If this research proves accurate (was the effect of debris crashing into levee habitat during flooding taken into account?) it could certainly save some money being directed towards habitat removal and retain the beauty of many well habitat populated levees, though there is also a certain, though stark, beauty in the totally grassed levee plan.
A way to save the levee habitat?
A UC Davis study finds plants benefit flood safety
By Matt Weiser - Bee Staff Writer
Published 12:00 am PDT Monday, July 16, 2007
The U.S. Army Corps of Engineers insists that virtually all vegetation be removed from California levees to protect their structural integrity.
But a novel study at UC Davis -- using the largest hydraulic research flume west of the Mississippi -- is bolstering years of scientific findings that show trees and shrubs may actually improve flood safety.

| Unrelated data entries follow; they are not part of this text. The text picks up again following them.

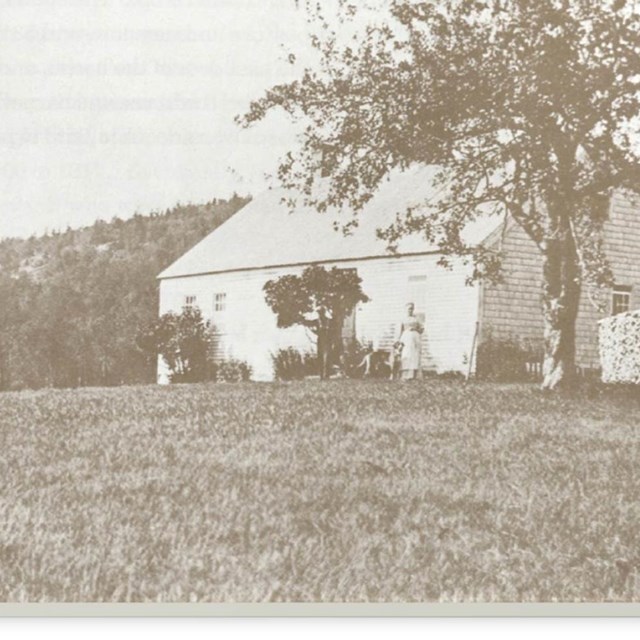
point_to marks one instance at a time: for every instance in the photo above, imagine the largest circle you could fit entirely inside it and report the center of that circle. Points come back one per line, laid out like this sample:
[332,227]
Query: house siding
[247,328]
[512,309]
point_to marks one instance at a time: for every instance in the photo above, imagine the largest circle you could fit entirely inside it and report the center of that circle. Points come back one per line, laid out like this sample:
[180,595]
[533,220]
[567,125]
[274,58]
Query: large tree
[528,107]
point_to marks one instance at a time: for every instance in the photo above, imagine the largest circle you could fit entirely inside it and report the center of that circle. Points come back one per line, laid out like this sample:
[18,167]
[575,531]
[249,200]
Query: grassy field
[342,491]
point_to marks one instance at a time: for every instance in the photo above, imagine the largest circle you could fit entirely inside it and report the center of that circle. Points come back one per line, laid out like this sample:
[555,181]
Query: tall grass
[342,491]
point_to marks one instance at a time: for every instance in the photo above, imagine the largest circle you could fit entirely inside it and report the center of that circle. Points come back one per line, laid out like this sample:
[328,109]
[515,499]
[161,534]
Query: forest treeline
[72,303]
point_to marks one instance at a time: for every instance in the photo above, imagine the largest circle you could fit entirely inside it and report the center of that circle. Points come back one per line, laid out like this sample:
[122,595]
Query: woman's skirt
[410,358]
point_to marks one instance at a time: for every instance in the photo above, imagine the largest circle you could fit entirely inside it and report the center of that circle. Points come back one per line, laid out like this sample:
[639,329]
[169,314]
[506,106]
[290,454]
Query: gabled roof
[266,233]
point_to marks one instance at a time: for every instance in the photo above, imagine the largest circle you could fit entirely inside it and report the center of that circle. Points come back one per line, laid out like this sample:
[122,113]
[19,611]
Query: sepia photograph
[320,304]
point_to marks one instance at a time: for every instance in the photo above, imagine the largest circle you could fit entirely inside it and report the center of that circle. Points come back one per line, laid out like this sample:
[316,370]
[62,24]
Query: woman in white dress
[410,341]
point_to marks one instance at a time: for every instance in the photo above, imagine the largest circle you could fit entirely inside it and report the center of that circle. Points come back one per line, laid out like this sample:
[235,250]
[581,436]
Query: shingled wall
[512,309]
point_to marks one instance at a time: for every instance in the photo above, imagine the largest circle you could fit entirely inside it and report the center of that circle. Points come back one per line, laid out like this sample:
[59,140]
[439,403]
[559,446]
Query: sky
[112,107]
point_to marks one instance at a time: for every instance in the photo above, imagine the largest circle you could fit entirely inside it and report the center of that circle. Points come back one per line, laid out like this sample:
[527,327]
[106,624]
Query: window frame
[620,299]
[219,302]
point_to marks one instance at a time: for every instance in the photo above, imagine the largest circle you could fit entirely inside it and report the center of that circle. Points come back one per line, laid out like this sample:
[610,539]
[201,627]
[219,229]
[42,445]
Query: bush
[233,371]
[505,360]
[619,343]
[291,364]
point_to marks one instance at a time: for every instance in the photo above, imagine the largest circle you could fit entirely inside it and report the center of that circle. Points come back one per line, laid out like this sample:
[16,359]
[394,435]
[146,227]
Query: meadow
[344,491]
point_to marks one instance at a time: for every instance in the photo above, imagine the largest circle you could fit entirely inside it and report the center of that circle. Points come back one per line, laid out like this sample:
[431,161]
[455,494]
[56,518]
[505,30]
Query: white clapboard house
[224,275]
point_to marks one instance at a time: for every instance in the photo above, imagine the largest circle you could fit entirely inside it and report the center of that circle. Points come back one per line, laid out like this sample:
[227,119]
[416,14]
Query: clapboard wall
[247,330]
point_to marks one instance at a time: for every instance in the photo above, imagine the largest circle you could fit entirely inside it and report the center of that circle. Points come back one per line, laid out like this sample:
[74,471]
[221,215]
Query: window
[620,299]
[219,302]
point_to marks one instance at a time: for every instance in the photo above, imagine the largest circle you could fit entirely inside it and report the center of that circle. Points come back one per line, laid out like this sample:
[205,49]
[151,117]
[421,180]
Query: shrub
[291,364]
[505,360]
[183,340]
[619,343]
[233,371]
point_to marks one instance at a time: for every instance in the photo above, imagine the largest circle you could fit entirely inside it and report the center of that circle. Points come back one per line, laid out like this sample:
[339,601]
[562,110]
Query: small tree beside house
[183,341]
[319,299]
[529,108]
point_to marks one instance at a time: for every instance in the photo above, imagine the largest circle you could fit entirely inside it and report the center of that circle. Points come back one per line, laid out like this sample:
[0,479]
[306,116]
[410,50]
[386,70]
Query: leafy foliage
[529,108]
[73,302]
[291,364]
[505,360]
[233,371]
[319,299]
[183,340]
[619,344]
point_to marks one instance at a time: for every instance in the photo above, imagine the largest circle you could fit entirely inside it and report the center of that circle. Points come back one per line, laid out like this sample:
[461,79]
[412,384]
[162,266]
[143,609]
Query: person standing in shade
[410,343]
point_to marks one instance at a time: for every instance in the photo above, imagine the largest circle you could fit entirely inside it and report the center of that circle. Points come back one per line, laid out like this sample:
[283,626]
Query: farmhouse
[225,273]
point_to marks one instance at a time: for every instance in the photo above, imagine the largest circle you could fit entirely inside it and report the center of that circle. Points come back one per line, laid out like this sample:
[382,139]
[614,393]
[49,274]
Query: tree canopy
[319,299]
[529,108]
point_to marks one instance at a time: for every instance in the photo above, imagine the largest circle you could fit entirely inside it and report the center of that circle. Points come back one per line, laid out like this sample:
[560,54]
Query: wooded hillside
[73,302]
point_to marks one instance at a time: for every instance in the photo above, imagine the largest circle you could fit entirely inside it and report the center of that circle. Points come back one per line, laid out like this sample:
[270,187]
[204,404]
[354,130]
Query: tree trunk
[323,351]
[560,300]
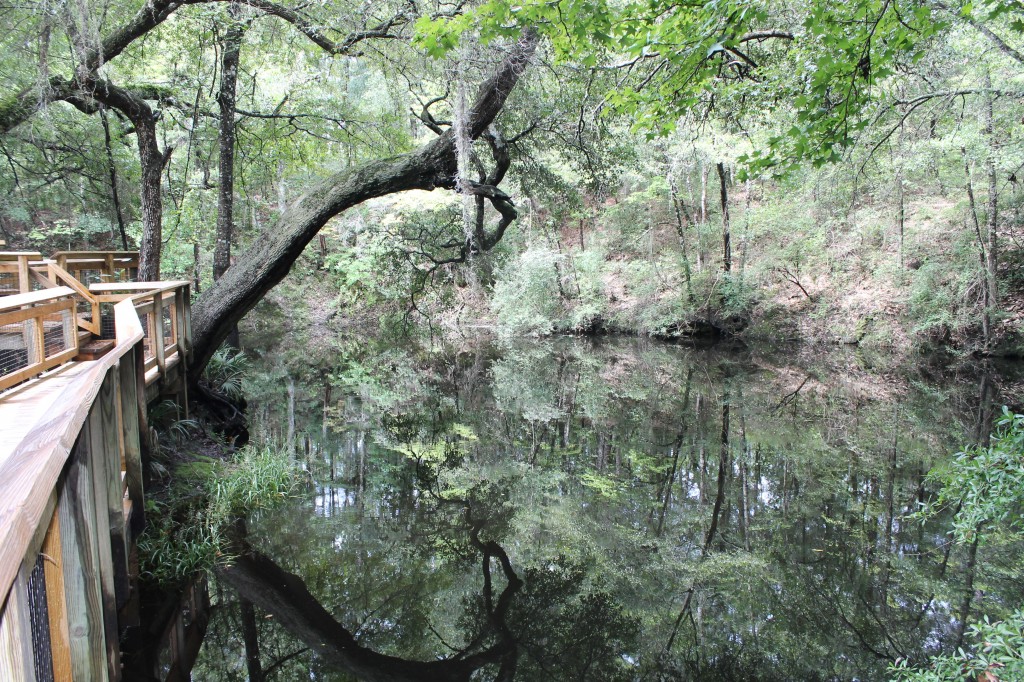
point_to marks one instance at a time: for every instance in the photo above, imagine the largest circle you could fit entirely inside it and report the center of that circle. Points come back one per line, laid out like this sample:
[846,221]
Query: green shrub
[526,298]
[185,535]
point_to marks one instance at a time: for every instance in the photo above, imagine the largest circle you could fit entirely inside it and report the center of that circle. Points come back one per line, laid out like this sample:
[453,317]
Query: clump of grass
[225,372]
[186,533]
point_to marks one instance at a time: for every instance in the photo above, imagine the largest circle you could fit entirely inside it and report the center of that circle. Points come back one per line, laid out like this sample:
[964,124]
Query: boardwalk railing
[166,318]
[98,266]
[71,476]
[15,275]
[37,333]
[71,504]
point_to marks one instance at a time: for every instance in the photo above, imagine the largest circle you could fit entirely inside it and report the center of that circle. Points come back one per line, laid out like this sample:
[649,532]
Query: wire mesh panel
[8,283]
[35,335]
[57,329]
[13,348]
[40,621]
[146,338]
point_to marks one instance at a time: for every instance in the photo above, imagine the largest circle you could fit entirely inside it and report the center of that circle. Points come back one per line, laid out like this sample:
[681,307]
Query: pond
[611,510]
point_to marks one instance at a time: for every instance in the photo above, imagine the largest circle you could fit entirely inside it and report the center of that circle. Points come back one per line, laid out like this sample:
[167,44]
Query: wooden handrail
[56,272]
[19,300]
[30,469]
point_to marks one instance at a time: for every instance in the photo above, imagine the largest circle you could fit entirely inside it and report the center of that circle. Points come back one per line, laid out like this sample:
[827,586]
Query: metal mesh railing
[8,284]
[146,339]
[36,337]
[40,622]
[13,348]
[168,324]
[56,329]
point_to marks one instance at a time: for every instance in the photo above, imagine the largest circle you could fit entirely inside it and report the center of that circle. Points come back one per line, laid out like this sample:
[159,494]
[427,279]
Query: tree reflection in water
[611,512]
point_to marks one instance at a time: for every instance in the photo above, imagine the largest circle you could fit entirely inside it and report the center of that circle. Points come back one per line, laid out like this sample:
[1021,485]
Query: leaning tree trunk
[271,255]
[133,105]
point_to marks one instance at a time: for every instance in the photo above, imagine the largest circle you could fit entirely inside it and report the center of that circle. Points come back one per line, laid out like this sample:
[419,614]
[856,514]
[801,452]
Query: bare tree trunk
[272,254]
[230,46]
[153,210]
[900,214]
[701,254]
[982,250]
[113,169]
[991,253]
[726,238]
[680,209]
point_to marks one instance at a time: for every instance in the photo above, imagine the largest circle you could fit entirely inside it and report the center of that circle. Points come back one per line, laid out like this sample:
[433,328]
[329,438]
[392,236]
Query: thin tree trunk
[900,215]
[991,254]
[982,249]
[701,254]
[726,238]
[113,169]
[680,210]
[153,210]
[229,46]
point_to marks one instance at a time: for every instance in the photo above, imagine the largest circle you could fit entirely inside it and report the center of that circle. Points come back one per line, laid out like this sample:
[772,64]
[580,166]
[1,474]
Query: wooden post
[55,600]
[105,465]
[186,293]
[24,281]
[15,637]
[158,332]
[87,635]
[128,407]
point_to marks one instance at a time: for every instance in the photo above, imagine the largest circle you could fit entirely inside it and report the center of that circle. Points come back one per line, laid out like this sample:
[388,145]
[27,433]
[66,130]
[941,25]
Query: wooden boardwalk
[73,436]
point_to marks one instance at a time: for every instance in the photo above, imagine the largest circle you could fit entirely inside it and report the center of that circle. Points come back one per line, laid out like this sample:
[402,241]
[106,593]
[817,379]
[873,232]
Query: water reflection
[626,511]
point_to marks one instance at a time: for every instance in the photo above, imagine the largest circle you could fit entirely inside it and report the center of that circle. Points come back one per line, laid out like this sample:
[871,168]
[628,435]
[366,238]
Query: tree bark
[286,596]
[991,253]
[726,237]
[134,107]
[272,254]
[113,170]
[230,46]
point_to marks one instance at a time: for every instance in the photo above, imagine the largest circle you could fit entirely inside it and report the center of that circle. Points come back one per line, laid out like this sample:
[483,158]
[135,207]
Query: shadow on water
[606,511]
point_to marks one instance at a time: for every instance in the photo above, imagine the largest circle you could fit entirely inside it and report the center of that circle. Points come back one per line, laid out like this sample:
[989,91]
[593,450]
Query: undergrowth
[186,528]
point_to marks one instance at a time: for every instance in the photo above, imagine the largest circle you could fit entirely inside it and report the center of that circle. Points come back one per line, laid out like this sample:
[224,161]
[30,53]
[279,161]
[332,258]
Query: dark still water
[621,510]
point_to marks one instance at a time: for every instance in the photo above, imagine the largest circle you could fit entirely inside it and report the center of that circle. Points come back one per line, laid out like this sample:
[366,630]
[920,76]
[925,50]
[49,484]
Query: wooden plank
[104,467]
[158,330]
[14,378]
[56,273]
[24,281]
[15,635]
[34,448]
[55,600]
[87,634]
[41,279]
[14,255]
[137,287]
[32,298]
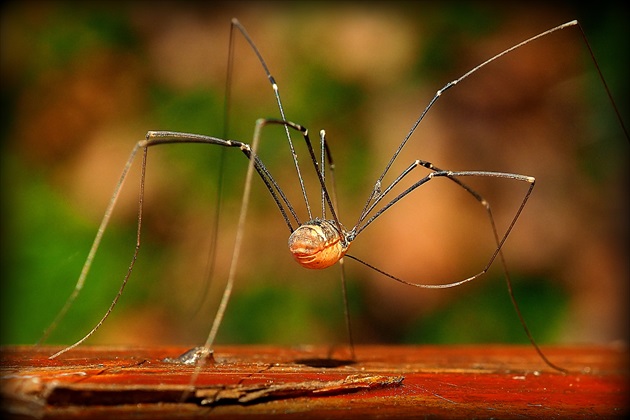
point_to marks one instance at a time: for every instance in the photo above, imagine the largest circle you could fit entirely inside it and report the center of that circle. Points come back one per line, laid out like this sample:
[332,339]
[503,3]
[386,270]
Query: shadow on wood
[399,381]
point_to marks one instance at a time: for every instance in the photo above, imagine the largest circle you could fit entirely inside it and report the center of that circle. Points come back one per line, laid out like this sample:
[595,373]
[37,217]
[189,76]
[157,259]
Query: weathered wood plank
[397,381]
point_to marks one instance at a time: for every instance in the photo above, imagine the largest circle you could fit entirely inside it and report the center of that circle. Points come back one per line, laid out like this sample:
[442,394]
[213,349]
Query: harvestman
[321,241]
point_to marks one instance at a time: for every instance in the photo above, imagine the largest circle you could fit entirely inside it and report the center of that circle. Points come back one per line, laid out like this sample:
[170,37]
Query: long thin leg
[95,244]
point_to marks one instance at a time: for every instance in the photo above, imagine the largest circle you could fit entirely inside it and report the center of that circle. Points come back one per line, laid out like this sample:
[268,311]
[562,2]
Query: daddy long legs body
[350,222]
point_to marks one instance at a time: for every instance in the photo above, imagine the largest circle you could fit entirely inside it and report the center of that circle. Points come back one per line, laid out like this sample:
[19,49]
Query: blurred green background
[82,82]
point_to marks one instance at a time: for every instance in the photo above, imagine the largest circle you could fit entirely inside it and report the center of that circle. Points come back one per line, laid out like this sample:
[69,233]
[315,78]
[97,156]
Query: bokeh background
[82,82]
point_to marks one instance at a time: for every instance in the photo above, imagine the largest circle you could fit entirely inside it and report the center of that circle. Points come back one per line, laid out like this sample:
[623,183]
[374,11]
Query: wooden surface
[401,381]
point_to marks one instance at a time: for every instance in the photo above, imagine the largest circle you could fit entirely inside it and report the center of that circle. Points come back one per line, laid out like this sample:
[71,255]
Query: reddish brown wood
[401,381]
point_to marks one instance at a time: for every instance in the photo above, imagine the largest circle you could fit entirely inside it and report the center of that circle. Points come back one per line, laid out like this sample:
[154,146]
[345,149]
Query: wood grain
[385,381]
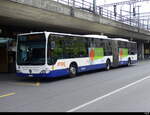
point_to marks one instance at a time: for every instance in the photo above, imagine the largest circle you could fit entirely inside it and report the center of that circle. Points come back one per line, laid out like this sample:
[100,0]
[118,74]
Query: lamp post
[94,6]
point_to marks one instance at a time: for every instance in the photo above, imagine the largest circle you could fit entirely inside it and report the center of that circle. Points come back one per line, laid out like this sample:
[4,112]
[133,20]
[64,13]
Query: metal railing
[97,10]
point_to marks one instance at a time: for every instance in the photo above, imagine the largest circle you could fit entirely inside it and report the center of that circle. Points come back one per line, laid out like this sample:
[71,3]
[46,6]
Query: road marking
[104,96]
[6,95]
[37,84]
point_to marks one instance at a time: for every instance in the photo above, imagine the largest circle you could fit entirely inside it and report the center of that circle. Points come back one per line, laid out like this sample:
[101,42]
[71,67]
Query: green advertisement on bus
[123,52]
[96,53]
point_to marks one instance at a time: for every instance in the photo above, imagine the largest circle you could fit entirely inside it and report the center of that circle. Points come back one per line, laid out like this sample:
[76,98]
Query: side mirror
[53,45]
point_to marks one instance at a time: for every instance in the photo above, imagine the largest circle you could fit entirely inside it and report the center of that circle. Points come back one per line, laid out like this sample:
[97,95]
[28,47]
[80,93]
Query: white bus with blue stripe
[50,54]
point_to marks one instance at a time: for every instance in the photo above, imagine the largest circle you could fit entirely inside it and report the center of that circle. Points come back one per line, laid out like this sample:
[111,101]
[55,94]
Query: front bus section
[31,55]
[49,54]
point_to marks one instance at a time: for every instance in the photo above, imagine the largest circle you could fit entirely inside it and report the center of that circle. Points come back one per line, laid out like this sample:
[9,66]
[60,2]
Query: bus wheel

For decades, the corps allowed large vegetation on California levees, in coordination with wildlife agencies, for the sake of habitat. Unlike many other major American rivers, California's big rivers are squeezed into narrow channels, making levees themselves vital habitat for fish, birds, other wildlife and people.
But in February, the corps enforced strict national vegetation guidelines in California for the first time. These rules essentially allow nothing but short grass to grow on levees.
Thirty-two California levee districts were told in February that they failed the standard. More are likely to fail when another inspection occurs this fall, including Sacramento's urban levees.
The corps is updating its national policy but the final outcome is uncertain, forcing levee and wildlife officials into a waiting game. It is unclear if the corps is taking into account the new UC Davis findings.
In the meantime, on June 12, the corps released interim guidance for local levee districts that essentially reinforces existing national policy. Only short grass can grow on the land side of levees. Nothing over two inches tall can grow on the water side.